In 2005, I posted about a company called Theranos, as part of the “cool startup story” series at  Photon Courier.  The company was founded by Elizabeth Holmes, who left Stanford at age 19 in order to pursue her idea for a quantum improvement in blood testing.  The original focus was on the detection of adverse drug reactions and the analysis of drug effectiveness on a more-individualized basis.

My, how this little company has grown up.  Theranos now has 500 employees and a valuation of about $9 billion.  They can currently perform 200 of the most commonly-ordered blood diagnostic tests, and can do it without a syringe–only a few drops of blood are necessary, and these are obtained from a finger prick using “a patented method that minimizes even the minor discomfort involved with that procedure.” (The Fortune writer tried it, and said “to me, it felt more like a tap than a puncture.”)  Theranos now has a deal with Walgreens, initially making its service available in stores in California and Arizona and with plans to roll the service out to all 8200 Walgreens stores nationwide.

Holmes:

There are a billion tests done every year in the United States, but too many of them are done in the emergency room. If you were able to do some of those tests before a person gets checked into the ER, you’d start to see problems earlier; you’d have time to intervene before a patient needed to go to the hospital. If you remove the biggest barriers to these tests, you’ll see them used in smarter ways.

and

Phlebotomy is such a huge inhibitor to people getting tested. Some studies say that a substantive percentage of patients who get a lab requisition don’t follow through, because they’re scared of needles or they’re afraid of worrying, waiting to hear that something is wrong. We wanted to make this service convenient, to bring it to places close to people’s homes, and to offer rapid results.

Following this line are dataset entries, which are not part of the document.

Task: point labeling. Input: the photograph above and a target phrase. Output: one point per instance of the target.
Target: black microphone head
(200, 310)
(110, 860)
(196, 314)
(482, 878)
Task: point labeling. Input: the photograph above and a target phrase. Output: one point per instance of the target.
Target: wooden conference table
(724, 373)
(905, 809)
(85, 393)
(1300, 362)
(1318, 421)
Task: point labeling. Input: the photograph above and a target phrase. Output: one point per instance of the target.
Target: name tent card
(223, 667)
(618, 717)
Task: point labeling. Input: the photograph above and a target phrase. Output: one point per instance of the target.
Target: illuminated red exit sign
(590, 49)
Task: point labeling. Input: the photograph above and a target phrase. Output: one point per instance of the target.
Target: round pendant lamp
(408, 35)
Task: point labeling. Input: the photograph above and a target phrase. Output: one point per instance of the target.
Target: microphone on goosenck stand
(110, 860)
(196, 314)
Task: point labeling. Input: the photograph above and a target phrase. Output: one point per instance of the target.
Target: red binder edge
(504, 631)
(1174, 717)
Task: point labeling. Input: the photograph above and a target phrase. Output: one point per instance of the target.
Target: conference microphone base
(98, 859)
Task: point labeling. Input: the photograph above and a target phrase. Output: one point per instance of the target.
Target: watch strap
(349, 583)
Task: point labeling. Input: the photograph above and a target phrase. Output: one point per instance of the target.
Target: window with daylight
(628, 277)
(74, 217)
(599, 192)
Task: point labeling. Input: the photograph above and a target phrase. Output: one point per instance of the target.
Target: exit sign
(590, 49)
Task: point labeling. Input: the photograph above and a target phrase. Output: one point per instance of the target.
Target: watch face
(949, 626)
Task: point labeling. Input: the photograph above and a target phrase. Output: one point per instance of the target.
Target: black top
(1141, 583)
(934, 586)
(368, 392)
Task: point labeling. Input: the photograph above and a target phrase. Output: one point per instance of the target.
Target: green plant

From a 2005 Daily Duck post about Theranos:

…in how many nations of the world could A TEENAGE GIRL get a serious audience, and then MILLIONS OF DOLLARS in VC funding, to develop her idea ?!?

There are many unpleasant consequences to American society being perpetually adolescent, a bit shallow and thrill-seeking, with an attention deficit and a naive optimism born of ignorance about the odds, but this type of thing is one of the UPSIDES of being that way.

In America, if you can do, the odds are pretty good that you’ll be allowed to do, regardless of your shortcomings and quirks. We’re flexible and goal-driven, not so much wedded to process.

15 thoughts on “A Cool Startup Story, Revisited”

  1. “We’re flexible and goal-driven, not so much wedded to process.” Does “we” include the gubmint? Or Dallas Presbyterian?

  2. Dearieme,

    This is code that most people who follow the American business world understand. It means: the competent parts of US society, including many businesses and the startup business/finance community generally, the remaining meritocratic govt institutions (e.g., parts of the military), and everyone else involved in competitive enterprises. It does not include much of govt, NGOs, big media, academic bureaucracies, badly run businesses or any other enterprise that is primarily political and/or subject to political correctness. The Dallas hospital does not seem to be competently run.

  3. From a comment to the linked story: “Then, when I went to work for a big company after graduating and observed firsthand the inflexibility of the bureacracy, that I realized it was not only a possibility to start a company, but for someone with my temperment, the only possibility.”

    This struck me as applying to medicine today. When I was a medical student 50 years ago, I assumed that I would eventually be in a practice of my own unless I stayed in an academic setting. Even academics often branched out of academia to start companies. Craig Venter comes to mind. His book, a biography and the story of the discovery of the human genome is here.

    Today, more medical students expect to work for a “vertically integrated health care organization.” These are best known for “the inflexibility of the bureaucracy,” and for scandals becoming more common every day.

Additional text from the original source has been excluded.